Explore the Potential with AI-Driven Innovation
Our detailed focused library is generated on demand with advanced virtual screening and parameter assessment technology powered by the Receptor.AI drug discovery platform. This method surpasses traditional approaches, delivering compounds of better quality with enhanced activity, selectivity, and safety.
We carefully select specific compounds from a vast collection of over 60 billion molecules in virtual chemical space. Our partner Reaxense helps in synthesizing and delivering these compounds.
The library includes a list of the most effective modulators, each annotated with 38 ADME-Tox and 32 physicochemical and drug-likeness parameters. Furthermore, each compound is shown with its optimal docking poses, affinity scores, and activity scores, offering a detailed summary.
Our high-tech, dedicated method is applied to construct targeted libraries.
Fig. 1. The sreening workflow of Receptor.AI
Utilising molecular simulations, our approach thoroughly examines a wide array of proteins, tracking their conformational changes individually and within complexes. Ensemble virtual screening enables us to address conformational flexibility, revealing essential binding sites at functional regions and allosteric locations. Our rigorous analysis guarantees that no potential mechanism of action is overlooked, aiming to uncover new therapeutic targets and lead compounds across diverse biological functions.

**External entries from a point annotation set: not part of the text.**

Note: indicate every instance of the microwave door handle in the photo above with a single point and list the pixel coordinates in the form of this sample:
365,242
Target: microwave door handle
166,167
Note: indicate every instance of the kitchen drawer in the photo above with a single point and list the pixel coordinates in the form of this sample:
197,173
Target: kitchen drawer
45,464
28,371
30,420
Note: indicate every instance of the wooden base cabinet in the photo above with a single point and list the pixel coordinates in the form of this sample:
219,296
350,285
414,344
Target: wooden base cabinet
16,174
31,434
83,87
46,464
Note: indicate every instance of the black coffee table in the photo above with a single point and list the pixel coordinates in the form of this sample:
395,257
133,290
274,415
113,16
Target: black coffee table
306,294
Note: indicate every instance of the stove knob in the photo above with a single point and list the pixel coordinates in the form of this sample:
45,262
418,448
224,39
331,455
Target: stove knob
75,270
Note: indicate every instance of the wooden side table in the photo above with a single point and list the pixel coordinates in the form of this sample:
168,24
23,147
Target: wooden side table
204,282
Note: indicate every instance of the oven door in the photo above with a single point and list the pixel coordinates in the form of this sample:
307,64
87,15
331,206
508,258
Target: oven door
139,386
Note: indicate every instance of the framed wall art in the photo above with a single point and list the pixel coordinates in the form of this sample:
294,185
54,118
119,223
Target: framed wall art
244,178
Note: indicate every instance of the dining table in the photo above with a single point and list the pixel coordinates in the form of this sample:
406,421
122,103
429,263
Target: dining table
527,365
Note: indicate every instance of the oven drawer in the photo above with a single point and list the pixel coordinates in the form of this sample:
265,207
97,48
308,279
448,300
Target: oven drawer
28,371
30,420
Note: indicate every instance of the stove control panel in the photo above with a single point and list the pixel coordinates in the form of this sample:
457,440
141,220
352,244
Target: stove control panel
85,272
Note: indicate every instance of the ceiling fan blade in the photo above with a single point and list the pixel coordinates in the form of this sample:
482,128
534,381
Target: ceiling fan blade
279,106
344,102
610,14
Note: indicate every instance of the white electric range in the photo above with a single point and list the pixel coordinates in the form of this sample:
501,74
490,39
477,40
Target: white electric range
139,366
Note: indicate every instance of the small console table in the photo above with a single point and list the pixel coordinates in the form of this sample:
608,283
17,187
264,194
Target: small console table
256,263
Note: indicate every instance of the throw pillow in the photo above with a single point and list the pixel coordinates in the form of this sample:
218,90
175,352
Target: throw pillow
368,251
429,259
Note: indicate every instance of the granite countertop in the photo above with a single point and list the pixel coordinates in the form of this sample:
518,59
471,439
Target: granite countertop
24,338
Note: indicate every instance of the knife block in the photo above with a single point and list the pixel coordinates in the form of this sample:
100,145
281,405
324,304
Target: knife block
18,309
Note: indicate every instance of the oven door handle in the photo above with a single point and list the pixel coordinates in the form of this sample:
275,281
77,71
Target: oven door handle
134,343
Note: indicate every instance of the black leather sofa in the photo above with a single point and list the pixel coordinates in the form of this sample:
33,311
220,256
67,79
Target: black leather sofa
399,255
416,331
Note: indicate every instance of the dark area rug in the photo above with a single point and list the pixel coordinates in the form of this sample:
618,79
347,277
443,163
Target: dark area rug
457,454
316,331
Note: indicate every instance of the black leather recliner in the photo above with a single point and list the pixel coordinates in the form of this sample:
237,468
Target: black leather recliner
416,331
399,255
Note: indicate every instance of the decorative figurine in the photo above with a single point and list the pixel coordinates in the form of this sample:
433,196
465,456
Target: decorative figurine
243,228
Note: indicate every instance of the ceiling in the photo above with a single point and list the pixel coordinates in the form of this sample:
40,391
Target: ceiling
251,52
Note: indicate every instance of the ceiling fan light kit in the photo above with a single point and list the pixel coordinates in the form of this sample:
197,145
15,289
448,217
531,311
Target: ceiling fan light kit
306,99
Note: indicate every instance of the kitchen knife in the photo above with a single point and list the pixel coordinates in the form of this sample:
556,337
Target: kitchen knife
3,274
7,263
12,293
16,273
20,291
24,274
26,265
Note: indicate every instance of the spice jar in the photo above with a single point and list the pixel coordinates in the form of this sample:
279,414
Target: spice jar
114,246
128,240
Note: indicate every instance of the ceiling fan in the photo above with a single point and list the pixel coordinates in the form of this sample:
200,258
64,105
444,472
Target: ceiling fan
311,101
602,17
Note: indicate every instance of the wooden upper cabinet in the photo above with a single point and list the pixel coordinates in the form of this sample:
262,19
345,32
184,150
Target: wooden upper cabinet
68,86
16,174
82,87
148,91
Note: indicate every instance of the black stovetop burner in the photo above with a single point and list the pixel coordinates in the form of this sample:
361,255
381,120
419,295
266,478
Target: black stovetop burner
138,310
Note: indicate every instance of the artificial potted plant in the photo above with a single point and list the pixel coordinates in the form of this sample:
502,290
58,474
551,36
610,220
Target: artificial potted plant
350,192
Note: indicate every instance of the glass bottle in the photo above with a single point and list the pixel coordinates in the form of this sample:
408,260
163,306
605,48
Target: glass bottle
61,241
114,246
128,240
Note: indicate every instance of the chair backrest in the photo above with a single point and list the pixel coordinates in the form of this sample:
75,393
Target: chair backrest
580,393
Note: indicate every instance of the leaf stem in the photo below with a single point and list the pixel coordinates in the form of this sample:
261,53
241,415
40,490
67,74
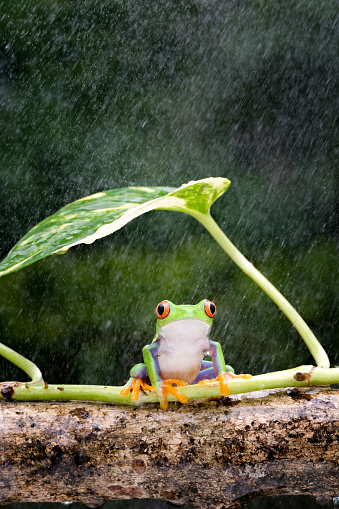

Our library stands out due to several important features:
partner
Reaxense
upacc
Q9UG63
UPID:
ABCF2_HUMAN
Alternative names:
Iron-inhibited ABC transporter 2
Alternative UPACC:
Q9UG63; O60864; Q75MJ0; Q75MJ1; Q96TE8
Background:
ATP-binding cassette sub-family F member 2, also known as Iron-inhibited ABC transporter 2, plays a crucial role in cellular processes by facilitating the transport of various molecules across extracellular and intracellular membranes. Its unique mechanism, driven by ATP hydrolysis, positions it as a key player in the maintenance of cellular homeostasis.
Therapeutic significance:
Understanding the role of ATP-binding cassette sub-family F member 2 could open doors to potential therapeutic strategies. Its involvement in critical transport functions suggests that modulation of its activity could have significant implications for disease treatment and drug delivery.